World Language Teacher of the Year enriches language, culture at Taylorsville High
Mar 25, 2019 12:08PM
● By Jet Burnham
Spanish teacher Ryan Wells arranges trips for students to visit Spanish-speaking countries like this one to Peru in 2015. (Photo courtesy Ryan Wells)
By Jet Burnham | [email protected]
Over the last seven years, Ryan Wells has reorganized and expanded Taylorsville High School’s Spanish Language department. It now enriches the learning of students taking classes for foreign language credit, students moving through the Dual Language Immersion (DLI) program and students from Spanish-speaking families.
The passion and dedication required for such an accomplishment inspired the Utah Foreign Language Association to name Wells the 2018–2019 Secondary Teacher of the Year.

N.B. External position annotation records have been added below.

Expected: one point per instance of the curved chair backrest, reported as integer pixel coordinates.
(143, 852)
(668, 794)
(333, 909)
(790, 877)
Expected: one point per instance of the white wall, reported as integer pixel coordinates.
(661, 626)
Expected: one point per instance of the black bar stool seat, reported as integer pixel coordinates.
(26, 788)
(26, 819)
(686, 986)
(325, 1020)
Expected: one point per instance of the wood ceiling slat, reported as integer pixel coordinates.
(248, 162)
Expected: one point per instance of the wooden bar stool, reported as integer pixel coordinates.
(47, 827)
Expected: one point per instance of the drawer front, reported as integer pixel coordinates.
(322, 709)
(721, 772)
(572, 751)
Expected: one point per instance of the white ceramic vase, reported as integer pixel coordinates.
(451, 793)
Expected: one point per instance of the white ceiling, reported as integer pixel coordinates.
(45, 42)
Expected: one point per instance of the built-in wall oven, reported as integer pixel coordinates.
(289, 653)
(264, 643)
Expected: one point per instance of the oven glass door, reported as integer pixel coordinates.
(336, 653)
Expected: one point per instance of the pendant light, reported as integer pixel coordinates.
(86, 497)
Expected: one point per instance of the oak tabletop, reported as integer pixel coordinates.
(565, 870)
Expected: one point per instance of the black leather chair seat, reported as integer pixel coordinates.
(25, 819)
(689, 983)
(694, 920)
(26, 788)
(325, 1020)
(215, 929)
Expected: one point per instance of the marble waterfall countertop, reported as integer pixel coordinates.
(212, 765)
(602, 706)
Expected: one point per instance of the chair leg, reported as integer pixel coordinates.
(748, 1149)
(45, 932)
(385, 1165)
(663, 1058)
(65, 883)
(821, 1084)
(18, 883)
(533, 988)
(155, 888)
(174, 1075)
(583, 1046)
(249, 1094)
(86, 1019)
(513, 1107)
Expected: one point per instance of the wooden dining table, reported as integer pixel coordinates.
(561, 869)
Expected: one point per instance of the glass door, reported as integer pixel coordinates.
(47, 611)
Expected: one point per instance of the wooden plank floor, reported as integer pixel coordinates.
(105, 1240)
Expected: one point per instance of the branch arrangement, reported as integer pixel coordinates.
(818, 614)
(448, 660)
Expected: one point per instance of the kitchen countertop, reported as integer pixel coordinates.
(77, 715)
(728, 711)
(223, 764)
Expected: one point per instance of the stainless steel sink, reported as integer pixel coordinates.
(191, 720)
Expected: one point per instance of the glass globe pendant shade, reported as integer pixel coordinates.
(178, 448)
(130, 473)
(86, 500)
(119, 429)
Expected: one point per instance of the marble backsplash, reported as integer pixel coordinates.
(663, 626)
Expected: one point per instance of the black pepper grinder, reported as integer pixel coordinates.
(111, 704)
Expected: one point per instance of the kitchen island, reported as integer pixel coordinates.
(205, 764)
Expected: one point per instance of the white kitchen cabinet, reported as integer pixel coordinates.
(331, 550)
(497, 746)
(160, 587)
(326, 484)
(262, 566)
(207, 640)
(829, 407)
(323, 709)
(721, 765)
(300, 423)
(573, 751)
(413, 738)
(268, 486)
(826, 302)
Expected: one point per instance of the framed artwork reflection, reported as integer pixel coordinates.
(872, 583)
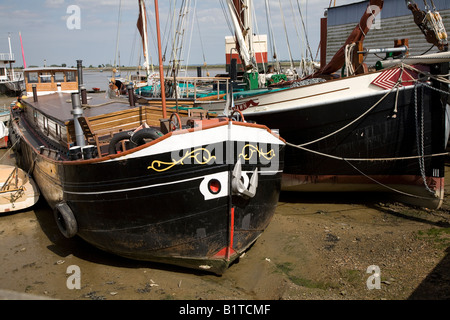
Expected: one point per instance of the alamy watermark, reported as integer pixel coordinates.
(374, 281)
(73, 22)
(74, 280)
(374, 21)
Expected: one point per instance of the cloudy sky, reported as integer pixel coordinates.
(52, 34)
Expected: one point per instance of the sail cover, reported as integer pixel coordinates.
(358, 34)
(142, 24)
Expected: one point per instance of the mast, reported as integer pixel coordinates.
(10, 58)
(161, 67)
(23, 54)
(241, 31)
(142, 27)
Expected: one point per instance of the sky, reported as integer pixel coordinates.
(63, 31)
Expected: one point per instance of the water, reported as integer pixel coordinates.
(97, 79)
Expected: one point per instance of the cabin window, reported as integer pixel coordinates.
(46, 77)
(59, 76)
(71, 76)
(32, 77)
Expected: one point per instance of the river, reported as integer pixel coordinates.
(100, 79)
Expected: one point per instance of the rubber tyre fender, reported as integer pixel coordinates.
(147, 133)
(116, 139)
(65, 220)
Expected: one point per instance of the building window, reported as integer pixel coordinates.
(71, 77)
(32, 77)
(46, 77)
(59, 76)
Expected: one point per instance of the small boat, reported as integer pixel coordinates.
(17, 189)
(49, 80)
(3, 135)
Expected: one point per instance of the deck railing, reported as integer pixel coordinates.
(7, 56)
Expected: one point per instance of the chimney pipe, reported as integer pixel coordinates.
(80, 73)
(83, 95)
(77, 112)
(34, 92)
(131, 95)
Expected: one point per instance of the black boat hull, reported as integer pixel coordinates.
(398, 146)
(154, 204)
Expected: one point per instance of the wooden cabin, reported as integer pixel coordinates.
(50, 80)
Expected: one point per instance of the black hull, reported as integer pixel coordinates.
(403, 138)
(124, 207)
(11, 89)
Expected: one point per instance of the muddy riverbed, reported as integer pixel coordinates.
(317, 247)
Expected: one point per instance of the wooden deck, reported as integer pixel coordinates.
(52, 115)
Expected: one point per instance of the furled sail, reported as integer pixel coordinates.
(142, 27)
(358, 34)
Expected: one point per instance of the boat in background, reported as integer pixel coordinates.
(367, 130)
(11, 82)
(3, 134)
(17, 189)
(48, 80)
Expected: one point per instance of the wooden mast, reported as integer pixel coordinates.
(161, 67)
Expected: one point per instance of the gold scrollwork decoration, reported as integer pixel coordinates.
(249, 150)
(161, 166)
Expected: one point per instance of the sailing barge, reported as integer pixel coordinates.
(189, 191)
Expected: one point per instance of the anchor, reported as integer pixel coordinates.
(238, 182)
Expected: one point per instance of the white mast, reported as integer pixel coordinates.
(143, 20)
(243, 48)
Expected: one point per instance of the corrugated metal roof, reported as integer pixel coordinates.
(390, 28)
(351, 13)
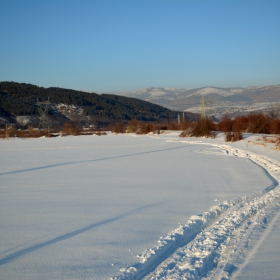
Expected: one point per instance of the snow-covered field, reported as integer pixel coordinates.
(134, 207)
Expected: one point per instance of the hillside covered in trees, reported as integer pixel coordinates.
(19, 99)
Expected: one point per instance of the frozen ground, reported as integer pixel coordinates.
(85, 207)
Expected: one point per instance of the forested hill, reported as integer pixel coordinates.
(19, 99)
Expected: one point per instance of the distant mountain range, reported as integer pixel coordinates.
(19, 104)
(218, 101)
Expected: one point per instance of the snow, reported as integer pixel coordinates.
(129, 207)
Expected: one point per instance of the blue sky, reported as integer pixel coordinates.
(117, 45)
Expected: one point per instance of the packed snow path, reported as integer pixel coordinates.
(215, 244)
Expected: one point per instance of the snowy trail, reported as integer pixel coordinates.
(215, 244)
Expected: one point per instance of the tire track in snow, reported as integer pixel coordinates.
(193, 251)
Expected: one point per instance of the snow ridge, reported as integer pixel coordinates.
(202, 246)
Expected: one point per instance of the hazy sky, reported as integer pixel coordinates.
(118, 45)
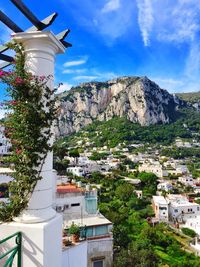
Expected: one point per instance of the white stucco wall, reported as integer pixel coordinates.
(75, 256)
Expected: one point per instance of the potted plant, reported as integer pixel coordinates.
(74, 230)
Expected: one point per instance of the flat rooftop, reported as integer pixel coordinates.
(88, 221)
(69, 188)
(160, 200)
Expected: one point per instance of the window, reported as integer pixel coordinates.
(162, 208)
(75, 204)
(101, 230)
(98, 263)
(66, 207)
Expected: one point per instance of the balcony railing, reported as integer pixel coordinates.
(8, 256)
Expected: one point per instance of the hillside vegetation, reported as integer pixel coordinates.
(189, 97)
(119, 130)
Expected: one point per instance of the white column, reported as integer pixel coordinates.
(41, 227)
(40, 49)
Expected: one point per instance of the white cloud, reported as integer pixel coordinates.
(181, 23)
(111, 5)
(64, 87)
(96, 75)
(192, 67)
(85, 77)
(70, 71)
(145, 19)
(2, 113)
(78, 62)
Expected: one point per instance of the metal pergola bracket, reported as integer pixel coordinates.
(37, 26)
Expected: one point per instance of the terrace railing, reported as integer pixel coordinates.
(7, 257)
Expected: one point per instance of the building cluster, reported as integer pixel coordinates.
(78, 205)
(5, 144)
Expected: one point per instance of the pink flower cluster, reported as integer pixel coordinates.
(19, 81)
(12, 102)
(5, 73)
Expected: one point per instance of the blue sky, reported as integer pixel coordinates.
(111, 38)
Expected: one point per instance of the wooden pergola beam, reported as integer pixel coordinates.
(9, 23)
(40, 25)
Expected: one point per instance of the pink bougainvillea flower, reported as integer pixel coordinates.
(42, 78)
(19, 81)
(2, 73)
(12, 102)
(18, 151)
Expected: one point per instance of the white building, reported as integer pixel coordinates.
(78, 205)
(161, 209)
(179, 209)
(186, 180)
(153, 167)
(78, 171)
(164, 186)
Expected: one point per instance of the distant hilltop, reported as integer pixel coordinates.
(137, 98)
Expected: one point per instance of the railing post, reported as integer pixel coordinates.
(19, 243)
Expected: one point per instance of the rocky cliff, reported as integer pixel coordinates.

“I wanted to create a path for students to enjoy their world language experience, be challenged academically and to have access to higher level language courses that could prepare them for college,” said Wells.
In addition to beginning Spanish classes 1-4, THS offers several sections of AP Spanish in which students maintain an impressive 90 percent pass rate. More than 120 students took AP Spanish last year, making it the biggest program in the school district. Many of those moved on this year to Bridge, a concurrent enrollment class in which students can earn 12–18 college Spanish credits by graduation, which is offered for dual language immersion (DLI) students looking to progress after passing their AP Spanish exam. This year’s seniors will be the first graduates of the Spanish DLI program that began 12 years ago.
“By revitalizing the Spanish department, a college-bound culture was created with new, empowering opportunities for our Latinx students that didn't previously exist,” said Wells.
Wells’ push is to recruit Hispanic and Latinx students, who make up 35 percent of the THS student body, to take AP Spanish has changed the demographics of language students. AP Spanish students are a mix of native Spanish speakers, heritage speakers (who were born in America but speak Spanish at home), DLI students and those who have taken Spanish 1-4 classes. This diversity provides a unique learning experience for everyone.
“It's not a regular old Spanish class,” said Wells. “It’s this rich cultural experience that benefits me and benefits everybody in the class. I feel like I can guide the conversation, but really their experiences and their cultural knowledge is what guides and takes us through the year.”
The AP curriculum addresses global themes through the lens of Spanish language and culture. Wells aims to open students’ minds to think more internationally, understand the local international community and think critically about who they are.
“Now that the AP program is so fervent and strong, we can have these really strong conversations about culture,” said Wells. “We have deep conversations about the world, about politics, about engaging in your community, about why things are, about beauty and esthetics, about family, and about community and world challenges.”
Heriberto Sierras, a heritage speaker, enjoys the class discussions.
“It’s almost like a philosophy class, just in Spanish,” he said.
Wells introduces topics that aren’t often addressed in other classes.
Marcus Newton said Wells encourages students to think.
“There’s been so many classes where he’ll say something at the end class that kind of makes you go “whoa!’” said Marcus. “You go into your next class totally thinking about these ideas. He always leaves something with you.”
Students from 12 different countries add perspective to the discussions—debating, comparing and contrasting their country’s views on social subjects.
“It’s beautiful thing because every year I have kids from all over the Spanish-speaking world in my class,” said Wells.
These students are able to share first-hand experiences with the class, such as the student who, just one year ago, was actively protesting the government in his country.
Wells strives to empower students to feel proud of where they come from. His class provides a safe place for them to share personal experiences, struggles and perspectives.
“It’s nice sharing what I know from my country and then learning more,” said Valentina Miranda, who is from Columbia.
Wells said no matter how they learned the language—at home or from classes—every student has a something to contribute to the discussions.
“Because our program is really strong, the kids who come into AP after taking Spanish 3 and 4, come in really prepared to be able to really engage with the heritage speakers,” said Wells.
Marcus said he learns a lot from his classmates through their discussions.
“What makes him a good teacher is he’s kind of this catalyst to get other people to share their ideas,” he said.
Wells shares his personal experiences as well. Utilizing grants and other funding, Wells has spent 15 years of summers and school breaks travelling, often taking students on the trips abroad.
“I’ve traveled to most of the Spanish-speaking world except for just a few of the more dangerous countries,” he said. “I think my experience abroad and my experience in these different countries, my photos and my videos makes what I’m teaching real for my students.”